I have a list of lists containing KeyValuePair<int, double>
, sorted on the double, where the int
stand for the ID and the double
for the Score for that ID. I would like to create an algorithm that gives me the top-k of IDs where the sum of the IDs is maximized. Now, I know how to do this, but I don't know how to implement it in c#.
So the idea is to take the first element of each list and calculate the 'threshold', the sum of the scores of that row, which is the maximum value that the sum can be. Then we lookup all the sum of the scores of the IDs in that row, and put it in a buffer. Then we move to the next row and calculate the threshold and the scores and if one of the scores in the buffer is higher than the current threshold, we know it should be in the top-k and put it there and go on untill we have k values. I hope there is anyone that can point me in the right direction.
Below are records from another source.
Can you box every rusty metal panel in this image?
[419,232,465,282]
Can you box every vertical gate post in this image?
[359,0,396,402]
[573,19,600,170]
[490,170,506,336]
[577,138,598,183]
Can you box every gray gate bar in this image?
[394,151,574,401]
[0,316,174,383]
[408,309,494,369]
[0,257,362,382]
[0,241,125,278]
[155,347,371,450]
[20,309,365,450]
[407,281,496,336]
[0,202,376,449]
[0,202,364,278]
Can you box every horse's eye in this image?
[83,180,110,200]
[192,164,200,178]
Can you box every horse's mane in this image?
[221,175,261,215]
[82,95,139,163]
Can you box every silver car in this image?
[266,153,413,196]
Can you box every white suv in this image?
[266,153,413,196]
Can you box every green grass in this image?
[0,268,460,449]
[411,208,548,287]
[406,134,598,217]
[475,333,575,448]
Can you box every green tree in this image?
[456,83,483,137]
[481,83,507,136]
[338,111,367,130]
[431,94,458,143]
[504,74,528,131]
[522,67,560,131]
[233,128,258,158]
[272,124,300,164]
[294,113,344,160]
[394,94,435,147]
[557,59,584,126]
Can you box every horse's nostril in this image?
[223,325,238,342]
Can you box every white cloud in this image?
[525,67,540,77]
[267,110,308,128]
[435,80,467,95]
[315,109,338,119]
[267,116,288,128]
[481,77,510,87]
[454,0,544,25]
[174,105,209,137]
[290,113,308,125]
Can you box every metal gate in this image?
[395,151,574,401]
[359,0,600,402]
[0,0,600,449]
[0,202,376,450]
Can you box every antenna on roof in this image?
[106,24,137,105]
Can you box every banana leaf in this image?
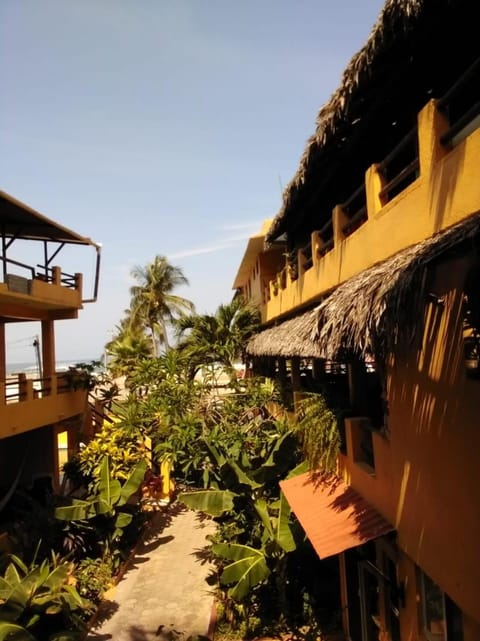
[178,490,236,516]
[118,460,147,505]
[55,499,95,521]
[253,499,275,539]
[275,492,297,552]
[0,621,37,641]
[252,432,295,484]
[212,543,270,601]
[96,456,122,514]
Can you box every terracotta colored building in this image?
[235,0,480,641]
[0,192,100,504]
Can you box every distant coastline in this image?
[6,358,98,376]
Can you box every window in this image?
[463,262,480,379]
[420,572,463,641]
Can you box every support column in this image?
[291,356,301,392]
[42,321,55,378]
[418,100,449,177]
[0,321,7,382]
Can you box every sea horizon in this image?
[6,358,101,376]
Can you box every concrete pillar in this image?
[333,205,350,248]
[0,321,7,382]
[291,356,301,392]
[418,100,449,176]
[365,165,388,218]
[42,320,55,378]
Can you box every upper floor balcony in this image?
[262,61,480,322]
[0,192,100,321]
[0,371,88,439]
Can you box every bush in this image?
[75,558,112,604]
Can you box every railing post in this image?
[332,205,349,247]
[365,164,388,218]
[52,265,62,285]
[418,100,449,176]
[310,231,325,267]
[75,274,83,295]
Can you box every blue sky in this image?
[0,0,383,361]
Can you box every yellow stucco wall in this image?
[262,101,480,322]
[341,252,480,638]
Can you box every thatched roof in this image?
[267,0,479,243]
[247,213,480,360]
[247,310,323,358]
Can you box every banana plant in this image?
[0,554,92,641]
[55,456,147,551]
[179,424,307,601]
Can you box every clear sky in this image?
[0,0,383,361]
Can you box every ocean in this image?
[6,358,96,377]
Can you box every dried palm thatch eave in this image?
[246,310,322,358]
[247,213,480,360]
[266,0,428,243]
[310,213,480,359]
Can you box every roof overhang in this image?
[246,212,480,360]
[280,472,394,559]
[247,309,324,358]
[0,191,98,247]
[232,219,272,289]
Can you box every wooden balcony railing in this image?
[0,372,82,405]
[437,58,480,147]
[378,127,420,202]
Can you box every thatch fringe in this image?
[247,213,480,360]
[247,310,322,358]
[267,0,428,242]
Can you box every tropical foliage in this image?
[130,256,193,356]
[177,297,259,380]
[0,555,91,641]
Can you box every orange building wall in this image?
[341,254,480,624]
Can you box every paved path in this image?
[87,503,215,641]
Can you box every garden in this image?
[0,257,339,641]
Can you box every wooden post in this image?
[42,320,55,378]
[291,356,301,392]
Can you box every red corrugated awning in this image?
[280,472,394,559]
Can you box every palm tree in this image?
[176,297,260,376]
[130,256,193,356]
[105,325,152,378]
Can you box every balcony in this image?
[0,258,82,320]
[0,192,100,321]
[0,372,87,439]
[262,75,480,322]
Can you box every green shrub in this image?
[75,558,112,604]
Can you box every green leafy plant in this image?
[75,557,112,604]
[55,456,147,565]
[0,554,92,641]
[296,394,340,474]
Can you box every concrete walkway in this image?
[87,503,215,641]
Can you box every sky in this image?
[0,0,383,362]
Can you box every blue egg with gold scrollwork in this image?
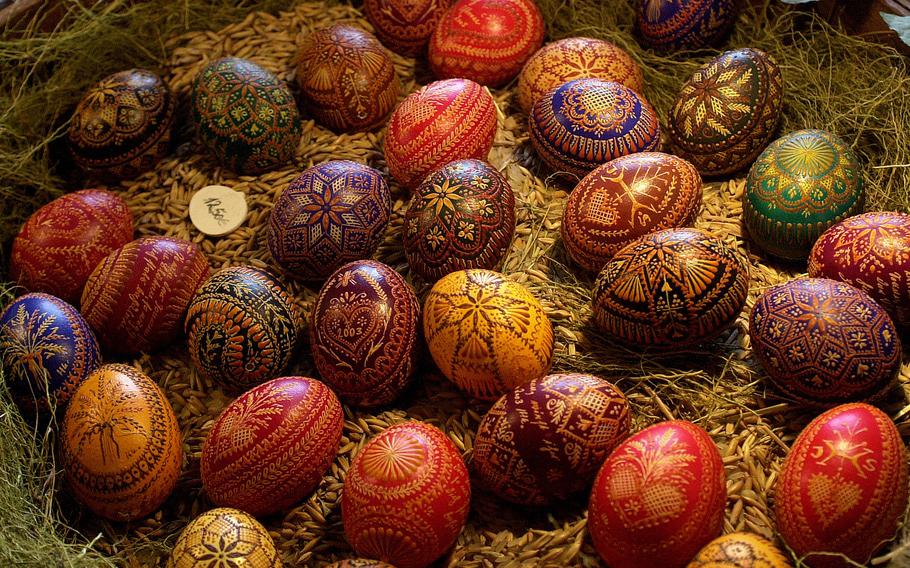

Some example data: There are tow lists in a list which are the following:
{(1, 25), (2, 23), (3, 19), (4, 10), (5, 3)},
{(2, 24), (3, 20), (1, 15), (5, 10), (4, 3)}
After the first round we have a threshold of 25+24 = 49
and the buffer consist of (1, 40)
and (2, 47)
. We move to the next row and find the values (2, 23)
and (3, 20)
so the threshold is 43 and we add (3, 39)
to the buffer. We see in the buffer that tuple with ID 2 has a score higher than the threshold so we add it to the Top-k.
The lists contain up to 100000 KeyValuePairs
and the point is to only process a few KeyValuePairs
to find the top-k, instead of just calculating the score for every tuple and taking the top-k.